Recently I’ve been thinking a bit about rebellion, and the idea of opting out or finding a way to live a life that matches your values rather than your income. This is probably because for the last week I’ve been in Northern California – the home of alternative lifestyles. In a small town perched on the edge of the Pacific coast I found ex hippies who had escaped to create a place where it’s easier to buy gluten-free brownie mix than it is a can of Coke. In Sonoma valley, a former tech VP served up wine and spoke about how he got out of the race and into the vineyards. That one big score and then out – it’s a plot device that must have set up a dozen thrillers, and it was a dream that myself and my wife entertained on more than one or two occasions this past week.
We would get a place by the sea, we’d both write, make art, maybe I’d get a pickup that ran off old cooking oil like the one Darryl Hannah has. And then you think, yes it’s beautiful and yes it’s remote and I’m never happier than when I’m in the middle of nowhere, but could I live here?
In Margaret Killjoy’s tongue-in-cheek article, How To Survive The Collapse Of Civilization (Dodgem Logic #5), he states that the worst thing you can do is run away to the hills hoping to survive the end of the world. You need others around you and you need the skills of others to survive, and although these lessons don’t appear to apply to downshifting, they’re actually quite prescient. I grew up in a small town, I know what it’s like to live outside a city, and even though my secret fantasy is to open an all-action movie cinema called The Exploding Helicopter (with an actual, wrecked helicopter embedded into the facade that I would set on fire on special occasions – perhaps for Shane Black night), I know it would never work in a remote and pretty part of the world.
Running away is not the answer, but maybe never heaping any expectation on the things you love is. What I mean by that is, I make my living as an advertising copywriter, and when I’m writing for someone else or making a film or interactive campaign for them, I’m always aware that it’s ultimately not my baby. I want the work to be the best it can be because ultimately everyone’s happy. However, if it absolutely has to be lime green at some point you have to accept that maybe lime green is what it’s got to be.
But for my own indulgent shit: my writing, film, photography and whatever else I decide to do, I have no expectations on any of it making any money ever. And that’s fine. It means I’m quite happy to take photos of the back of a Mexican Wedding on a bridge in Chicago. It’s why I write this blog, and why any fiction I write doesn’t have any teenage wizards, vampires or werewolves in it, and if it does it’s because I want them there, not because there might be a buck in it. And anyway I can’t do anything about it, I feel itchy if I’m not making something. I suspect that’s the real sad thing about the people in The Other F Word; what else are they going to do?
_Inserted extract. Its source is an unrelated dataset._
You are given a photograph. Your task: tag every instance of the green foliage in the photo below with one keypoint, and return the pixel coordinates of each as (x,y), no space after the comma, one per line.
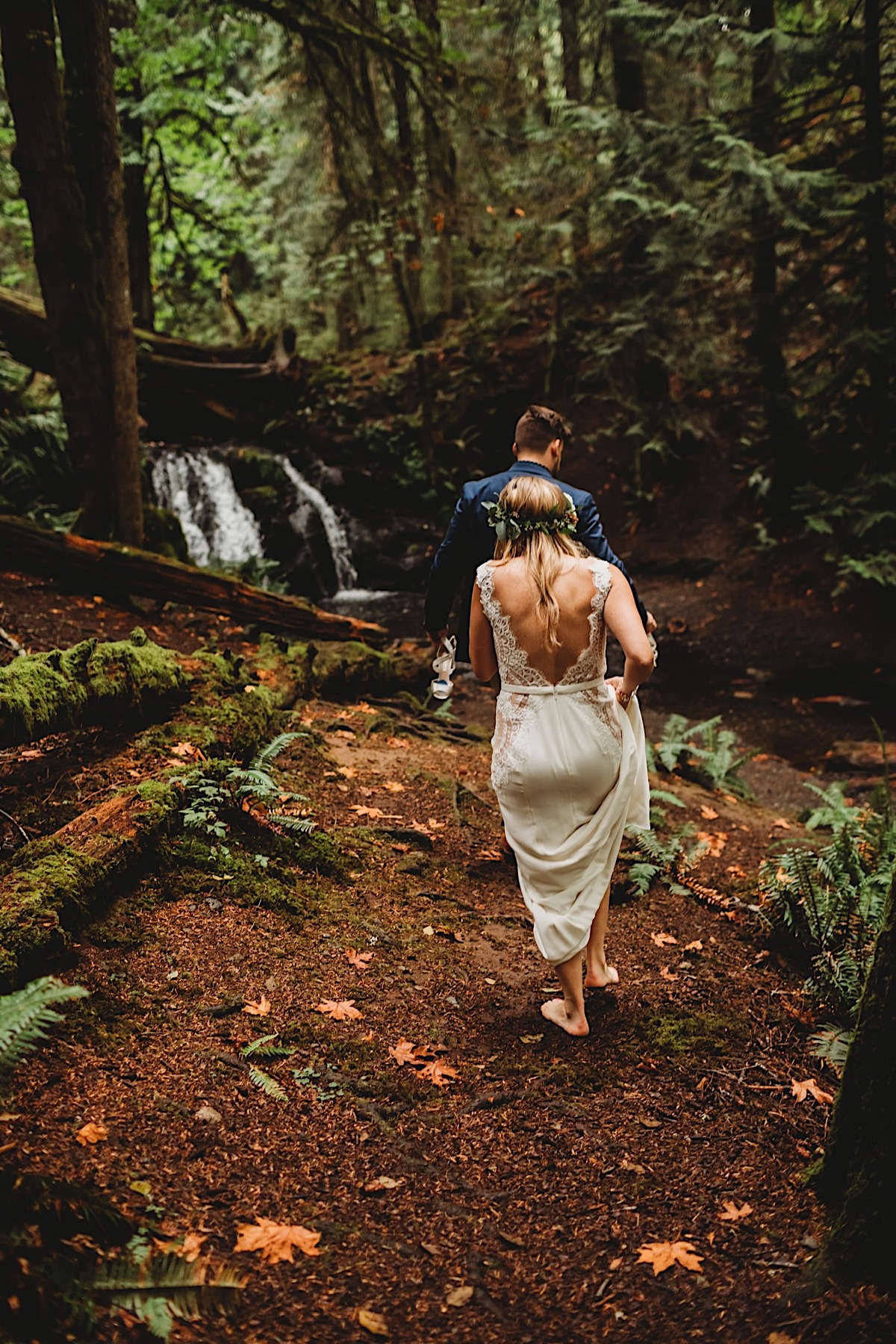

The only dad in The Other F Word who seems to be quite happy is Ron Reyes, a man who pretty much left music at the right time (although, he has since been coaxed back). Rebellion has a shelf life for both the person who’s rebelling and for any particular scene before it becomes inevitably co-opted into the mainstream. I guess the trick is working out how to manage that process, and to accept that all things have an end. The town full of hippies selling gluten-free brownie mix seemed a better place to be than the than Houston Megadome on night 86 of a tour.